Saturday Morning Science talks engineering our next defense
By Samantha Kummerer | Bond LSC
Saturday Morning Science brings science to the people, bagels included. In an effort to highlight this outreach effort, we’re profiling a recent SMS speaker who talked about … well, read for yourself below.
Inside your body is a complex network of interlocking biological pieces. Tissues, cells and organs are consistently working together to defend against an outside attack. This is the immune system, the body’s natural defense mechanism, which is incredibly important to keeping us healthy but are we currently using it to its full advantage?
Chemical engineering Professor Bret Ulery feels we have gotten a good start, but overall the answer is still a resounding no.
“We have this unique opportunity to leverage the things that are going on to make a difference in the immune system,” said Ulery, the Assistant Professor of Chemical Engineering and Courtesy Assistant Professor of Bioengineering.
Ulery runs a lab within Lafferre Hall centered on creating designer biomaterials.
He describes biomaterials as any substance that carries out a biological function which are commonly created to avoid interfering with the immune system. They can be used to replace a knee joint, a heart valve, or even contact lenses to correct vision.
“That’s been very successful for a long time in certain areas but what if we want to tackle some grand challenges?” Ulery said. “We may want to rethink what we’re doing with biomaterials and how we design them.”
To take on these bigger problems, his lab leverages the chemical and physical properties of materials to facilitate unique biological functions in regenerative medicine and immunology.
Vaccines seemed a logical place to start. A vaccine introduces a portion of a pathogen to a patient so they can be exposed to just enough to create an immune response without developing the actual disease. Ulery explained a person does not get sick from a vaccine because it is designed to target both the innate and adaptive immune responses without having the capacity to induce illness.
Traditionally, there are just a few ways to create a vaccine. First, scientists use heat or radiation to inactivate a pathogen. It is killed so the patient will not be exposed to the full disease but the immune response will still be triggered. While this type of vaccine is safe and easy to transport, the immune response it induces is weak and thus requires a great number and more frequent immunizations to be effective.
Another method is to keep the pathogen alive but to knock out its disease activity like what is done with the flu shot. Scientists take out part of the virus but keep it alive. This way the virus can still grow but won’t create the same degree of damage as the normal pathogen. Here, the immune response is stronger but not always equally effective in everyone due to differences in viral strains that have mutated to get around certain immune defenses.
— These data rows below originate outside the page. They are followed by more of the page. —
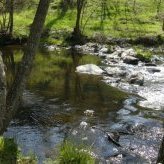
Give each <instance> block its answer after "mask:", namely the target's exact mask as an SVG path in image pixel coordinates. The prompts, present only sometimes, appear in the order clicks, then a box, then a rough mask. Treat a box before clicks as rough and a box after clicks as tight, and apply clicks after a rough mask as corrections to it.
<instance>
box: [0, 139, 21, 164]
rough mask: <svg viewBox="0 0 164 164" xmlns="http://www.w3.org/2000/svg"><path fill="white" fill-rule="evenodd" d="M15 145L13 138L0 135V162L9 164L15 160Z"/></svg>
mask: <svg viewBox="0 0 164 164" xmlns="http://www.w3.org/2000/svg"><path fill="white" fill-rule="evenodd" d="M17 153H18V150H17V145H16V144H15V143H14V140H13V139H6V138H2V137H0V163H1V164H10V163H12V162H14V161H16V160H17Z"/></svg>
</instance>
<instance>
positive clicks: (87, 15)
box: [0, 0, 164, 44]
mask: <svg viewBox="0 0 164 164" xmlns="http://www.w3.org/2000/svg"><path fill="white" fill-rule="evenodd" d="M37 4H38V0H30V1H28V3H27V2H26V1H24V0H11V3H10V2H9V1H4V0H1V2H0V12H1V16H0V34H1V35H2V34H6V33H7V34H10V35H12V36H13V37H19V38H24V37H27V36H28V34H29V29H30V26H31V23H32V21H33V18H34V15H35V11H36V8H37ZM163 9H164V3H163V1H162V0H132V1H128V0H116V1H115V0H100V1H97V0H94V1H92V0H84V1H80V0H79V1H77V2H76V1H74V0H52V1H51V4H50V9H49V13H48V16H47V19H46V23H45V27H44V33H43V36H46V37H45V39H44V41H47V42H49V43H57V44H61V43H62V42H63V40H65V38H67V37H69V35H70V34H71V33H72V31H73V29H74V31H75V29H76V28H77V26H78V28H80V33H82V34H83V35H85V36H88V37H94V38H96V39H97V40H102V39H103V38H105V37H112V38H120V37H126V38H127V37H128V38H129V37H130V38H134V37H140V36H161V35H163V30H164V12H163ZM77 11H78V12H77ZM75 27H76V28H75Z"/></svg>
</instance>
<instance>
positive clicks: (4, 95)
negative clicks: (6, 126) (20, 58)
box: [0, 52, 6, 131]
mask: <svg viewBox="0 0 164 164" xmlns="http://www.w3.org/2000/svg"><path fill="white" fill-rule="evenodd" d="M5 109H6V76H5V71H4V64H3V61H2V57H1V52H0V131H1V129H2V127H3V120H4V116H5V115H4V114H5Z"/></svg>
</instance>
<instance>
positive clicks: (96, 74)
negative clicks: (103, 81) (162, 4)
mask: <svg viewBox="0 0 164 164" xmlns="http://www.w3.org/2000/svg"><path fill="white" fill-rule="evenodd" d="M76 72H79V73H86V74H92V75H101V74H103V73H104V71H103V70H102V69H101V68H100V67H98V66H97V65H94V64H86V65H81V66H78V67H76Z"/></svg>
Ulery wants to engineer more effective vaccines by only exposing the patient to the components absolutely necessary.
“We wouldn’t have to worry about any of this other bacterial gunk that would be with it. However, the problem there is the immune response is very weak because all that other junk actually plays a role in inducing the immune response, but it’s a lot safer, we can make it cheaper, make it easier to transport,” Ulery said. “We can do a lot of manipulation.”
This manipulation involves taking a portion of a protein called a peptide and tethering a fat to it. This new molecule called a peptide amphiphile folds in water in unique ways to create interesting nanostructures called micelles.
“Instead of having some sacrificial material where we load our drug or vaccine into the core, this is actually a nanoparticle that is made almost entirely from the vaccine itself, so we get really high concentrations of the peptide and the vaccine,” he said, explaining the benefits.
By adding different peptides, the lab is able to create a vaccine that works for multiple types of infections. Ulery said his team is working towards applying these techniques to combat diseases such as Lyme disease, influenza and even cancer.
Current methods of targeting cancer are tricky because of the similarity between cancer cells and healthy cells. Ulery said it’s difficult to make a vaccine that just kills the unwanted cells.
Despite the challenge, Ulery and other researchers at MU think they found a molecule that is good at killing cancer cells without hurting healthy cells. Initial tests revealed engineered micelles can be used to deliver a peptide drug to allow patients to receive smaller doses because the treatment kills more cancer cells in a targeted area. Ulery explained the exciting part of this is the method does not require changing the immune response.
But what if the team did use the immune system to improve treatments?
The chemical engineer explained there are immune cells within a cancerous tumor. However, the tumor’s environment prevents the immune system from doing its job. Ulery believes it might be possible to retrain the immune system to kill cancer.
That method would be similar to how vaccines are created. Instead of modifying portions of a protein, scientists could modify tumor cells so the immune system could process them easier. That’s one possibility but an even better option would be making a vaccine specific to a patient. Ulery said this would be the third generation of immunotherapy where different therapies work for different areas.
Much of Ulery’s work at MU is just starting to touch the surface of its potential, but the lab continues to challenge traditional immunology notions as it aims to create better solutions.
Ulery’s spoke Sept. 30 as part of Saturday Morning Science. The series invites speakers in all types of science to speak every Saturday at 10:30 a.m. This outreach effort is free and open to the public. Find its schedule speakers at bondlsc.missouri.edu/saturday-morning-science/schedule.